After reading the MSE post on "Integral Milking", my first instinct was to try it out on one of my favorite integrals:
$$\int^{\ln{\phi}}_{0}\ln\left(e^{x}-e^{-x}\right)dx=-\frac{\pi^2}{20}$$
which is equivalent to
$$\int^{\ln{\phi}}_{0}\ln\left(2\sinh{x}\right)dx=-\frac{\pi^2}{20}$$
I personally prefer the first one.
After trying to milk the integral with various techniques for a while, I came up with
$$\int^{1}_{0}\ln\left(\phi^{x}-\phi^{-x}\right)\ln\left(\phi\right)dx=-\frac{\pi^2}{20}$$
I like this one a lot except that it is multiplied by the constant $\ln\left(\phi\right)$
My solution, which made use of the change of base formula was not as elegant as I had envisioned:
$$\int_{0}^{1}\log_{\sqrt[\ln\left(\phi\right)]{e}}\left(\phi^{x}-\phi^{-x}\right)dx=-\frac{\pi^2}{20}$$
My "milking" of this integral used very simple techniques. I am curious what can be done with more advanced ones so my question is this:
What are other ways to "milk" the integral $\int^{1}_{0}\ln\left(\phi^{x}-\phi^{-x}\right)\ln\left(\phi\right)dx=-\frac{\pi^2}{20}$?

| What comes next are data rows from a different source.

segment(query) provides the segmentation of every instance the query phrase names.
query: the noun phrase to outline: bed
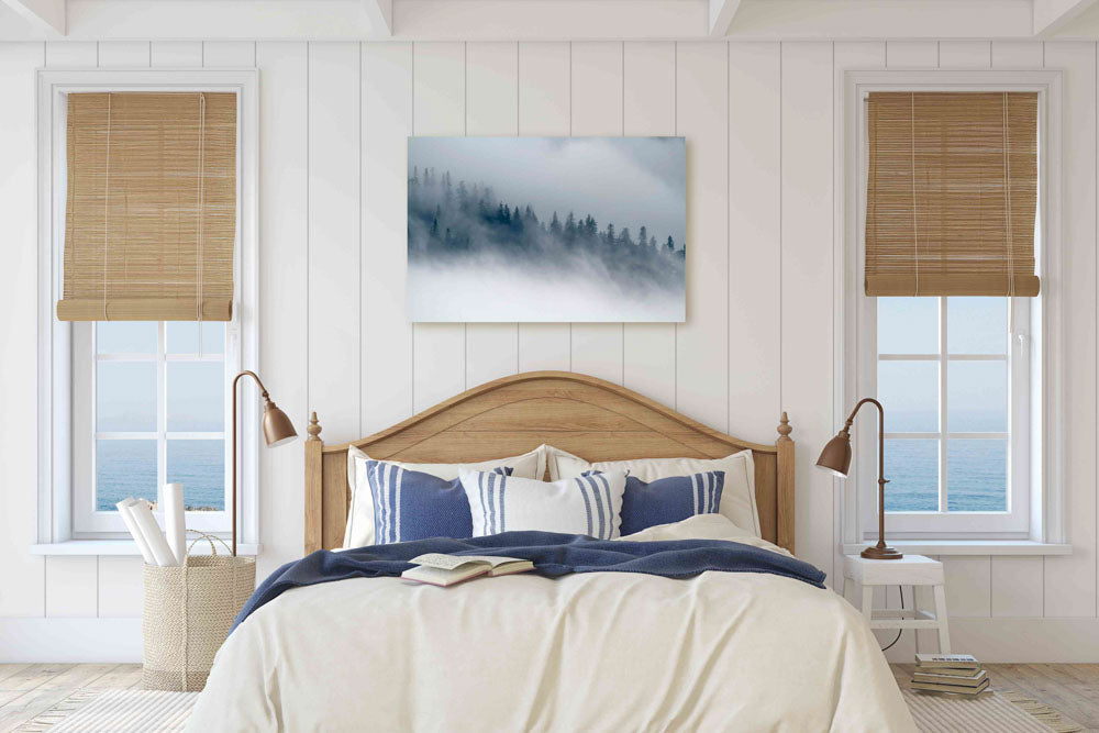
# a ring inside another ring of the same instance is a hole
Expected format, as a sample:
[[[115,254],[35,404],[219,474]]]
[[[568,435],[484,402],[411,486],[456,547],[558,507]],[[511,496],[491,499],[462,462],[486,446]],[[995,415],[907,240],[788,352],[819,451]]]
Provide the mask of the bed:
[[[347,453],[477,462],[547,443],[587,460],[751,451],[758,536],[719,514],[637,541],[792,553],[792,429],[745,442],[571,373],[488,382],[375,435],[306,441],[306,546],[335,549]],[[642,536],[644,535],[644,536]],[[258,608],[218,654],[189,730],[908,731],[877,642],[831,590],[766,574],[509,576],[443,589],[349,578]]]

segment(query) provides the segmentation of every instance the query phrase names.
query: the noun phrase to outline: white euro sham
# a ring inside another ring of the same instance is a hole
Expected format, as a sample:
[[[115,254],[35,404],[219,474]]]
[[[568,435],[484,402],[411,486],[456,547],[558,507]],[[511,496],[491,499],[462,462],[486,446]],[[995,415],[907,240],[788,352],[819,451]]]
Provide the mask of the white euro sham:
[[[741,451],[724,458],[636,458],[634,460],[597,460],[589,463],[567,451],[546,445],[550,479],[574,478],[587,470],[623,470],[630,476],[651,484],[671,476],[690,476],[710,470],[725,473],[718,511],[736,526],[750,530],[755,536],[759,530],[759,511],[755,500],[755,462],[751,451]]]
[[[586,534],[599,540],[619,536],[625,474],[607,471],[559,481],[537,481],[462,471],[469,500],[474,536],[513,530]]]
[[[386,463],[400,466],[404,470],[415,470],[430,474],[445,480],[458,478],[463,470],[490,471],[497,467],[512,469],[512,476],[520,478],[542,478],[546,470],[546,447],[540,445],[521,456],[495,458],[480,463],[468,464],[412,464],[399,460]],[[366,479],[366,462],[374,460],[355,446],[347,448],[347,484],[351,488],[351,506],[347,508],[347,529],[344,531],[344,547],[363,547],[373,545],[374,537],[374,499],[370,486]]]

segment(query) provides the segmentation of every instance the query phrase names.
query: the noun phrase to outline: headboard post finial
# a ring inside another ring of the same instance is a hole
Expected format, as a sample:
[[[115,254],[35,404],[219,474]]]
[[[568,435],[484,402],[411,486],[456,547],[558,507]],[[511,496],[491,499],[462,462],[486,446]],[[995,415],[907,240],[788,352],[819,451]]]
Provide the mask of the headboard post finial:
[[[315,413],[313,413],[315,417]],[[778,423],[778,440],[788,441],[790,440],[790,433],[793,432],[793,427],[790,425],[790,419],[786,414],[786,410],[782,410],[782,419]]]
[[[790,433],[793,427],[790,419],[782,410],[778,422],[778,487],[776,500],[778,503],[778,546],[793,552],[793,440]]]
[[[306,554],[324,547],[324,442],[321,441],[321,423],[317,413],[309,418],[306,427]],[[331,545],[335,546],[335,545]]]

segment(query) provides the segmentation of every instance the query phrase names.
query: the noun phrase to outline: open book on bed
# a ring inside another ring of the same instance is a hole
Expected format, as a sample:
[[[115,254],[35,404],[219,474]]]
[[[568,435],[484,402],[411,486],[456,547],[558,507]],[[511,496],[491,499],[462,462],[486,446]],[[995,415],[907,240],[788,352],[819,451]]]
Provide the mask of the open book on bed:
[[[534,563],[531,560],[492,555],[428,553],[413,557],[409,562],[418,567],[404,570],[401,574],[402,578],[443,587],[453,586],[481,575],[493,577],[534,569]]]

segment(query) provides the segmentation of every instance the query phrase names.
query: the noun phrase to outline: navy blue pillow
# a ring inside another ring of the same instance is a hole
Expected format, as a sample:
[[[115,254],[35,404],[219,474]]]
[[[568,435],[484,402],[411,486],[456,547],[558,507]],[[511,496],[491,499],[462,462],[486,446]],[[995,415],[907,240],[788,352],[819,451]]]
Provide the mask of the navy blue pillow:
[[[724,485],[723,470],[669,476],[650,484],[626,476],[625,493],[622,495],[622,534],[679,522],[695,514],[715,514]]]
[[[512,470],[499,466],[492,473],[511,476]],[[384,460],[366,462],[366,479],[374,501],[374,544],[474,536],[469,501],[460,480],[446,480]]]

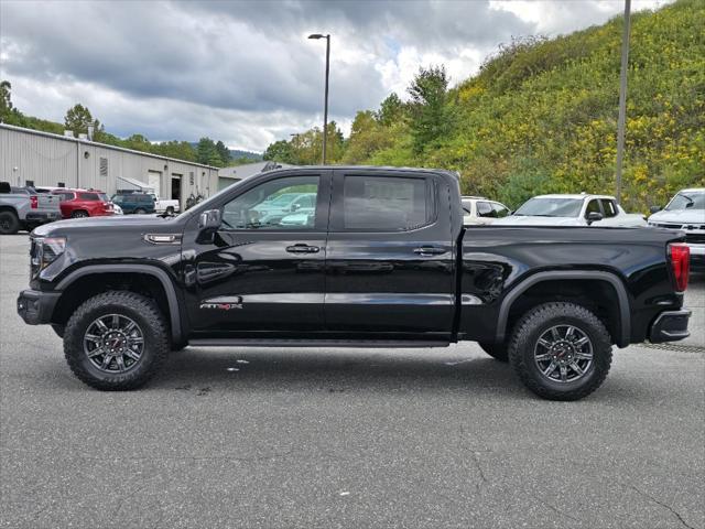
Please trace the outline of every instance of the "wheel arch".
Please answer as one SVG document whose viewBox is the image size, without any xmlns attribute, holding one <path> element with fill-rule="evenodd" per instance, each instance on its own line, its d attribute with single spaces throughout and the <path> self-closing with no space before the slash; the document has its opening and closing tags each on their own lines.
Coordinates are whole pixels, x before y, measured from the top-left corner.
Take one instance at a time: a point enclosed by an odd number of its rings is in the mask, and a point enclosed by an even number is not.
<svg viewBox="0 0 705 529">
<path fill-rule="evenodd" d="M 599 282 L 609 288 L 611 292 L 614 292 L 615 300 L 617 302 L 615 315 L 618 316 L 618 321 L 616 322 L 617 326 L 612 327 L 615 331 L 615 343 L 619 347 L 626 347 L 629 345 L 631 336 L 631 311 L 627 289 L 625 288 L 623 282 L 615 273 L 599 270 L 544 271 L 534 273 L 533 276 L 522 280 L 511 291 L 509 291 L 501 302 L 497 320 L 496 342 L 502 343 L 506 339 L 512 306 L 514 306 L 523 294 L 536 285 L 556 283 L 561 281 L 575 283 Z M 608 328 L 610 326 L 608 325 Z"/>
<path fill-rule="evenodd" d="M 149 277 L 155 279 L 158 284 L 161 285 L 163 292 L 163 302 L 167 310 L 167 319 L 171 327 L 171 335 L 173 343 L 181 343 L 184 339 L 184 328 L 182 324 L 182 311 L 180 307 L 180 300 L 169 273 L 159 267 L 151 264 L 88 264 L 78 270 L 74 270 L 64 279 L 62 279 L 56 290 L 61 292 L 68 292 L 72 288 L 77 288 L 76 281 L 83 280 L 84 282 L 90 277 L 102 278 L 105 276 L 117 276 L 122 279 L 129 280 L 130 277 Z M 83 282 L 82 282 L 83 285 Z M 62 295 L 64 298 L 64 295 Z M 159 300 L 158 300 L 159 302 Z M 62 311 L 61 300 L 56 304 L 54 313 Z M 54 317 L 52 317 L 54 320 Z"/>
</svg>

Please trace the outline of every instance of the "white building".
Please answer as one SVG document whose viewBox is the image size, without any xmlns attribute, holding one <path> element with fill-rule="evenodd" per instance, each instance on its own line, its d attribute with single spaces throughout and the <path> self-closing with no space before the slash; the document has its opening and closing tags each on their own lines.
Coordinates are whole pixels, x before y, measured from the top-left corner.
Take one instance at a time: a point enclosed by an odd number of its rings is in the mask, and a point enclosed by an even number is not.
<svg viewBox="0 0 705 529">
<path fill-rule="evenodd" d="M 208 197 L 218 191 L 218 169 L 210 165 L 0 123 L 0 182 L 112 195 L 133 187 L 130 180 L 181 201 L 182 209 L 191 194 Z"/>
</svg>

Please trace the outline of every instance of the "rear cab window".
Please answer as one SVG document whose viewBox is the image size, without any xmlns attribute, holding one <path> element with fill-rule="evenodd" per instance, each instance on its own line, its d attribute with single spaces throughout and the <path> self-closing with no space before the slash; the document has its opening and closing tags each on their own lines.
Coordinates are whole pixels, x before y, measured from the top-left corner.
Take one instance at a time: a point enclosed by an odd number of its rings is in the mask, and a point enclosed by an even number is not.
<svg viewBox="0 0 705 529">
<path fill-rule="evenodd" d="M 333 230 L 410 231 L 435 220 L 434 182 L 425 175 L 341 175 Z"/>
</svg>

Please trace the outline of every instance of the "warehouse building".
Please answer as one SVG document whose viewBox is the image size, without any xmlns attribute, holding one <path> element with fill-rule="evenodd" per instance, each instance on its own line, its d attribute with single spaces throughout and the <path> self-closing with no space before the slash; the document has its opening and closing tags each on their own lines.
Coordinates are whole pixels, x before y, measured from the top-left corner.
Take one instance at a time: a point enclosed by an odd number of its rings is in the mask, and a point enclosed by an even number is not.
<svg viewBox="0 0 705 529">
<path fill-rule="evenodd" d="M 192 194 L 208 197 L 218 191 L 218 169 L 0 123 L 0 182 L 95 188 L 108 195 L 144 186 L 178 199 L 183 209 Z"/>
</svg>

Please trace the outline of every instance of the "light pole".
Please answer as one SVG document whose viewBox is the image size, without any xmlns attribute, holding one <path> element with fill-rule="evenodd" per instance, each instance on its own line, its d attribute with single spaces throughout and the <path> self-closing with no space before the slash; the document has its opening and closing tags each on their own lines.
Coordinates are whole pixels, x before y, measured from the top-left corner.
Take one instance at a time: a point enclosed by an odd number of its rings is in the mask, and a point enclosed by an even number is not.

Making the problem more general $$I=\int \log (a) \log \left(a^x-a^{-x}\right)\,dx$$ $$I=-\text{Li}_2\left(-a^x\right)+\text{Li}_2\left(1-a^x\right)+\frac {1}{2} \log \left(a^x\right) \log \left(a^{-x}+a^x-2\right)$$ $$\color{blue}{J=\int_0^1 \log (a) \log \left(a^x-a^{-x}\right)\,dx=}$$ $$\color{blue}{\text{Li}_2(1-a)-\text{Li}_2(-a)+\frac{1}{2} \log (a) \log \left(\frac{(a-1)^2}{a}\right)-\frac{\pi ^2}{12}}$$ and for $a=\phi$ the nice result.